まず考えられるのはラポール形成です。対象者が術者から催眠をかけられても良いと思っていることが前提でしょう。いきなり、赤の他人が誰かれ構わず催眠をかけられる訳ではありません。そんな手法が簡単に習えるなら、多々その類の犯罪が増えているはずです。

また、対象者が催眠経験者であることもかなり重要な条件でしょう。二度三度かけると、催眠誘導は極端に簡単になっていきます。催眠術初心者でも、ラポールがあり、既に何度か催眠をかけた相手なら、瞬間的な催眠誘導はかなり簡単にできるはずです。

実は、「無条件に瞬間的に催眠誘導する方法」も存在します。今では禁じ手とされている圧迫法です。頸部を圧迫して意識が飛んだ状態を作る技です。日本の古武道では、これに回頭法を加え柔道の投げ技のようにする誘導法もあったようです。この方法なら、相手が誰でも、出会いざまに催眠誘導できます。
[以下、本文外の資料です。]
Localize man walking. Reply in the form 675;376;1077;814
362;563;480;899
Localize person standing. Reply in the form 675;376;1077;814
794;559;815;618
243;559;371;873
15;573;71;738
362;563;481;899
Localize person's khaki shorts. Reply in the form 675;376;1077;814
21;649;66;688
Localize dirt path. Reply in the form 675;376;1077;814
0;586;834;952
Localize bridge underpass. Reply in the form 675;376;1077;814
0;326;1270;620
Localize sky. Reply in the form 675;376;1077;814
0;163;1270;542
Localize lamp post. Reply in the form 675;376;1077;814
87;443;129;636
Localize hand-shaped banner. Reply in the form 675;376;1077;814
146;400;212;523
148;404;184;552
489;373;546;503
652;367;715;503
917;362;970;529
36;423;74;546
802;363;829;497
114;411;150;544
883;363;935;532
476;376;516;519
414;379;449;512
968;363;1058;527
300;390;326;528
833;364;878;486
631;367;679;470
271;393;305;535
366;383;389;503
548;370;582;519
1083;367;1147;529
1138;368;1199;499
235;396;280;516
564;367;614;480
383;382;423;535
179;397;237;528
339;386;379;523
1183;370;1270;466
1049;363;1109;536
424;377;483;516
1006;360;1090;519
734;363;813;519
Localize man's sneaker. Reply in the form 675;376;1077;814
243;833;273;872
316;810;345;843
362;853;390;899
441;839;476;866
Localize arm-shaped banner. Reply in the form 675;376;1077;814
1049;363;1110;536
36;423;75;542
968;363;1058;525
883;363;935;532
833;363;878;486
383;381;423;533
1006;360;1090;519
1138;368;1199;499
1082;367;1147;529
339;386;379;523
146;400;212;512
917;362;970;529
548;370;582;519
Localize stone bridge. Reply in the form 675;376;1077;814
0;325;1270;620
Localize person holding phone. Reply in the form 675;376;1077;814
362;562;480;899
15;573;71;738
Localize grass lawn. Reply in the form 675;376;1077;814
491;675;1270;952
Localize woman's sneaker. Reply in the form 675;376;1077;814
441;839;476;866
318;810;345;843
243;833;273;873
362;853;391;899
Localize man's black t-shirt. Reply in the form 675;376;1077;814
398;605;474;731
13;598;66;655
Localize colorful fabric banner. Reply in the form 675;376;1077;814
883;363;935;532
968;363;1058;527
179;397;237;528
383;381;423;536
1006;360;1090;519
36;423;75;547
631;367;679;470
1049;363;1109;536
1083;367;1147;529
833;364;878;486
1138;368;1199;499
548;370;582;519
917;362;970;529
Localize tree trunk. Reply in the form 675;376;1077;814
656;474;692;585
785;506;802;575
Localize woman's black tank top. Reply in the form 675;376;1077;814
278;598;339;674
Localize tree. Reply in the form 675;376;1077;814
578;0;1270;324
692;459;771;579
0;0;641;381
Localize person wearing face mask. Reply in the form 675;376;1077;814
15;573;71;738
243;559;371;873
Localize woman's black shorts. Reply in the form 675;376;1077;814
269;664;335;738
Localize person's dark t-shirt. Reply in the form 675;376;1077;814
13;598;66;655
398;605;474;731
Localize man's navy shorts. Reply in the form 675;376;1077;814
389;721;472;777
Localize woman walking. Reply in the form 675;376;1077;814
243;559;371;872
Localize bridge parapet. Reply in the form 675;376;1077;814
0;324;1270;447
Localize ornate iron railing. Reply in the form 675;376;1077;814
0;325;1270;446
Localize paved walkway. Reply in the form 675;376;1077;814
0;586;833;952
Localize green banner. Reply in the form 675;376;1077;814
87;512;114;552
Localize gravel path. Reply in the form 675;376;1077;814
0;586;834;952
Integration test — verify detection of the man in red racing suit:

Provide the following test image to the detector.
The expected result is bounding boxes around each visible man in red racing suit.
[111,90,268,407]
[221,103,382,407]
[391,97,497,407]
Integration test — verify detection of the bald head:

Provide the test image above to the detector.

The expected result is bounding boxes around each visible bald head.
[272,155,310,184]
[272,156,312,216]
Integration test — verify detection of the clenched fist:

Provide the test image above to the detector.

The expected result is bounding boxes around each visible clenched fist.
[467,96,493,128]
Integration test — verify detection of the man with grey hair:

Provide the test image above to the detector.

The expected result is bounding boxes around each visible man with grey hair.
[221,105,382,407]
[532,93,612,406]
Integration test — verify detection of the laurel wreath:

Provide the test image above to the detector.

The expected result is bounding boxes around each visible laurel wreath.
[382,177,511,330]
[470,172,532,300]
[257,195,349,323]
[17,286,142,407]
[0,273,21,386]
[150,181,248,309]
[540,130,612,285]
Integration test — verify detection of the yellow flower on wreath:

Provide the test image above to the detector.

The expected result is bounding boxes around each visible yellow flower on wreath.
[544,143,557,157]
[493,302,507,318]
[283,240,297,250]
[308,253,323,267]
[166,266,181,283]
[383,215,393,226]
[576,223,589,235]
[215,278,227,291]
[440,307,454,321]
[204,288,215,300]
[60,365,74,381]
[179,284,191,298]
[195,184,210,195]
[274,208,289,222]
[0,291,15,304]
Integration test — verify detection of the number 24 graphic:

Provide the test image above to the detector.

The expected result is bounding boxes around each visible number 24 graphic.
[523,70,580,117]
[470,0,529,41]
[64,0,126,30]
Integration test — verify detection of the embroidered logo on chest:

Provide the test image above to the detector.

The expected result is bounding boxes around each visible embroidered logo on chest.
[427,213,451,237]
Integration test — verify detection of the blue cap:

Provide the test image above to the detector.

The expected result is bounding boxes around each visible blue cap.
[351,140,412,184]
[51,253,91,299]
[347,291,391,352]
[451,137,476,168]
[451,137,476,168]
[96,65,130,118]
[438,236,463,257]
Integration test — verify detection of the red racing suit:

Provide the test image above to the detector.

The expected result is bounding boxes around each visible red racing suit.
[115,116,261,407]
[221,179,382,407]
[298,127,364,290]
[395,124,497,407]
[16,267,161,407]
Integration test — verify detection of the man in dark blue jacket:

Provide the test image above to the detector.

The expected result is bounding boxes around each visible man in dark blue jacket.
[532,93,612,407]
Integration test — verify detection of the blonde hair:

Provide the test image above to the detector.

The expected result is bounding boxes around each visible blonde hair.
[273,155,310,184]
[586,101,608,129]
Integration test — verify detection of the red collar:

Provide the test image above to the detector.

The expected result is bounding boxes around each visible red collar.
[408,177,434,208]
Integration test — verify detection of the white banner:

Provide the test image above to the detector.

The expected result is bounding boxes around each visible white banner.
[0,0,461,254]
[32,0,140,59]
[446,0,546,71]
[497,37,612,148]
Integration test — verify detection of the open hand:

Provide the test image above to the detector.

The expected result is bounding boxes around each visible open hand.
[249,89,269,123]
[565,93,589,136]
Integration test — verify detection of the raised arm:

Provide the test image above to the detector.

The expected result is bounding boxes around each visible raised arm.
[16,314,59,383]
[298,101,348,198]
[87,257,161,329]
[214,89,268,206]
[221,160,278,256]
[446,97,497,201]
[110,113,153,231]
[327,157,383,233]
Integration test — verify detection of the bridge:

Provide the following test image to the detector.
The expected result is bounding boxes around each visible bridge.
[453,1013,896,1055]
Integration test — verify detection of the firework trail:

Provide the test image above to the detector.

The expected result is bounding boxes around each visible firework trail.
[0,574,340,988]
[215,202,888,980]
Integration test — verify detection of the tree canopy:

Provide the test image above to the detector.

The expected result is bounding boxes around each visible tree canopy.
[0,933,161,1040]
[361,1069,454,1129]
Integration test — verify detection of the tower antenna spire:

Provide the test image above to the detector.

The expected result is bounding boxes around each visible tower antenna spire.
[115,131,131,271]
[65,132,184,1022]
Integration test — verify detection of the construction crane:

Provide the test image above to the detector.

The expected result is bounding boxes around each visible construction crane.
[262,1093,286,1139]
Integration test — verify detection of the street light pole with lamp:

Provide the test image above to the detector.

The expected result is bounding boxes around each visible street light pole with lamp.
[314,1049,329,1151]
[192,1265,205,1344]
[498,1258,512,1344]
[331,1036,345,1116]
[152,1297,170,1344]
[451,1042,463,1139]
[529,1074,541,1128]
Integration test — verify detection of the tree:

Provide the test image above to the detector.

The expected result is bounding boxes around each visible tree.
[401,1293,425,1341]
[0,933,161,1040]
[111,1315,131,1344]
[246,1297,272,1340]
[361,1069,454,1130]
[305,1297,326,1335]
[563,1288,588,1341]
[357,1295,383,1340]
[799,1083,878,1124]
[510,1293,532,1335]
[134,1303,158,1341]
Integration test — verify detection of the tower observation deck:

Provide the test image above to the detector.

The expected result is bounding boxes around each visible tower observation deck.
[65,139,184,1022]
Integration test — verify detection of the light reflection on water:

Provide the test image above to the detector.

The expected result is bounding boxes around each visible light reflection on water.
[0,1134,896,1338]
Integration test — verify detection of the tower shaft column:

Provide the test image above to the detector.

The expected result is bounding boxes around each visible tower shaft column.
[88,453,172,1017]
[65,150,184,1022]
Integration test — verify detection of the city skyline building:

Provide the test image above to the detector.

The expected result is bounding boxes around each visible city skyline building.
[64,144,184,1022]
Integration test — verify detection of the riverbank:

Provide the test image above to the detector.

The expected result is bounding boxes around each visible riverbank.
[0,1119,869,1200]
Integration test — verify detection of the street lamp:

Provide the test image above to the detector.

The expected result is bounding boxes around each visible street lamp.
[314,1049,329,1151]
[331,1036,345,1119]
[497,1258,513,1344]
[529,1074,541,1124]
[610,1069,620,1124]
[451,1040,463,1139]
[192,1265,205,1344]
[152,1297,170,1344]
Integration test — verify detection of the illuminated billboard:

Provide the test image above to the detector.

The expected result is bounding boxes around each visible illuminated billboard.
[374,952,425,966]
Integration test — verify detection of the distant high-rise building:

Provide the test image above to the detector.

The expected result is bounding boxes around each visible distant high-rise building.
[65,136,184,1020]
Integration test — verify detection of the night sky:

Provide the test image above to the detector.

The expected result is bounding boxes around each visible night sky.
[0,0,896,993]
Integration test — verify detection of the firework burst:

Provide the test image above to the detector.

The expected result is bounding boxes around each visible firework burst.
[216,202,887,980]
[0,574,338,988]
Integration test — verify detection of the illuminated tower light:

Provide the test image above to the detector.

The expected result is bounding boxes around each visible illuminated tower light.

瞬間催眠術への関心の多くは、好きな女性を意のままにしたいという男性によるものと聞きます。興味を抱いた女性に対して、いきなり投げ技をかけて「僕をとても好きになる」と成功裡に暗示を入れれば、刑務所に彼女が面会に来てくれることでしょう。

最近、瞬間催眠術として喧伝されるアームプルインダクションでさえ、無言で相手の目を凝視したり手を握って引っ張ったりすることが必要ですので、見ず知らずの女性にいきなり行なえば変態行為の域です。現代社会における“無条件瞬間催眠術”はかなり困難と言わざるを得ません。